Insulate my smoker. Ideas?

I am wanting to insulate my smoker before winter start to rain and snow here in Michigan. I have a Smoke Hollow Pro series LP. (photo below). I was thinking of using a welding blanket but I am now thinking I will go with something more permanent. I just don’t know what that is. I was thinking of ¾” fiberglass panels with a ¼” plywood on the outside to help reduce damage to the fiberglass.

I thought about leaving it in my garage during the winter but the condo association won’t let me put a chimney thru the roof.

Some materials Ive looked at

Fiberfrax Durablanket 2” thick – R-value unknown $145.00 to cover whole smoker (used for insulating boilers ect).
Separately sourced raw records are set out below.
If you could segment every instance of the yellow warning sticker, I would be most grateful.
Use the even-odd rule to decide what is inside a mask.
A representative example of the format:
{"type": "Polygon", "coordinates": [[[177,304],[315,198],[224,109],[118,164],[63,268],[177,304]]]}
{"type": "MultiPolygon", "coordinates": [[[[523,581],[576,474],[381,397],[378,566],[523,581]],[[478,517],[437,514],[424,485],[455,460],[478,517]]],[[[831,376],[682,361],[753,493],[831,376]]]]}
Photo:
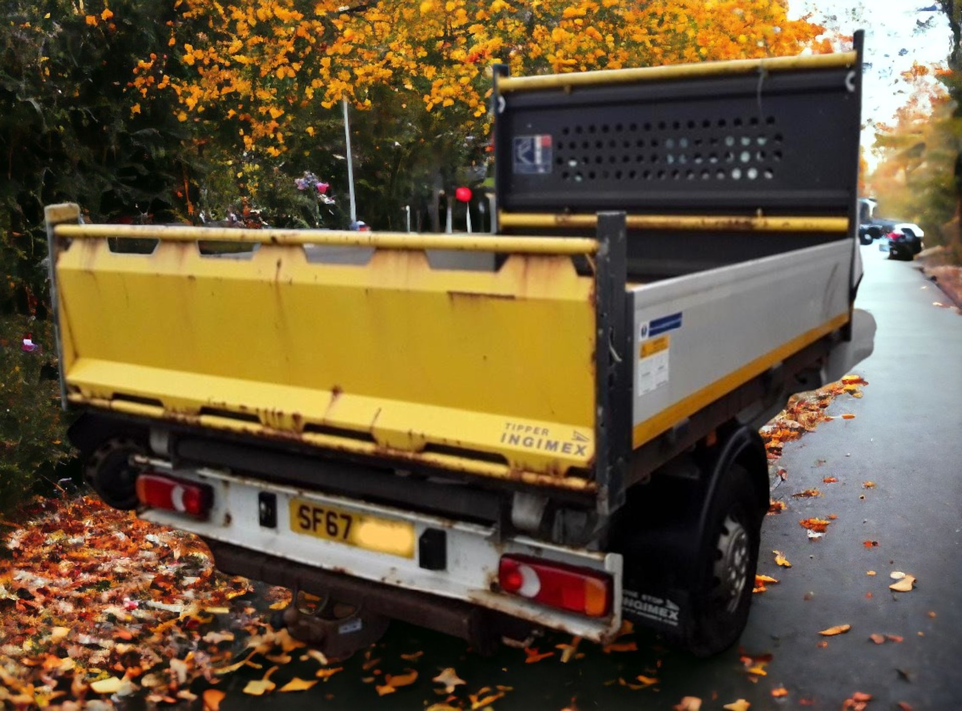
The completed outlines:
{"type": "Polygon", "coordinates": [[[656,339],[648,339],[642,343],[641,353],[639,353],[639,358],[647,358],[648,356],[653,356],[655,353],[660,353],[663,350],[668,350],[669,345],[671,345],[671,336],[659,336],[656,339]]]}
Bonus is the scraps can be used as gasket material around the smoker doors and fire box.

Polystyrene Insulated Sheet 1” thick  R6.5(I worry about this melting) $24.00 to cover whole smoker

THERMAX[emoji]8482[/emoji] Sheathing 1”thick R6.5 (glass-fiber-reinforced polyisocyanurate foam core) price unknown called my local lumber yard and waiting for a relpy

If anyone has some suggestions I would love to hear them. 













IMG_1177.JPG



__ ungy
__ Sep 1, 2013


----------



## dward51 (Sep 1, 2013)

I would be worried about any foam based product.  Foams do not handle high heat and some start to melt and break down at around 250-270*.  Some have a low flash point and might actually catch fire.

I would go with a mineral wool product such as Roxul.  I have read that regular fiberglass insulation which is unfaced can handle 500-600* without issues, but I can't confirm that.  Roxul or other similar products are made for high heat, and it's not that expensive.  You can sometimes find it a the local Home Depot or Lowes also.


----------



## lamar (Nov 10, 2013)

Here is a link to how I insulated my Landman 38" wide.   

http://www.smokingmeatforums.com/t/151626/insulating-the-landman-38-wide


----------



## uberhack (Nov 24, 2013)

I'm a welder blanket guy, but my brother in law uses fire bricks in his Traeger during cold weather.  His definition of "cold weather" is very different from mine though. He's in San Francisco and I'm in Colorado. 
Anyone else tried the fire bricks?


----------



## lamar (Nov 24, 2013)

I smoked today........outside temp was 18F.   My rig held temp as steady as a rock.  This combination works for me.


----------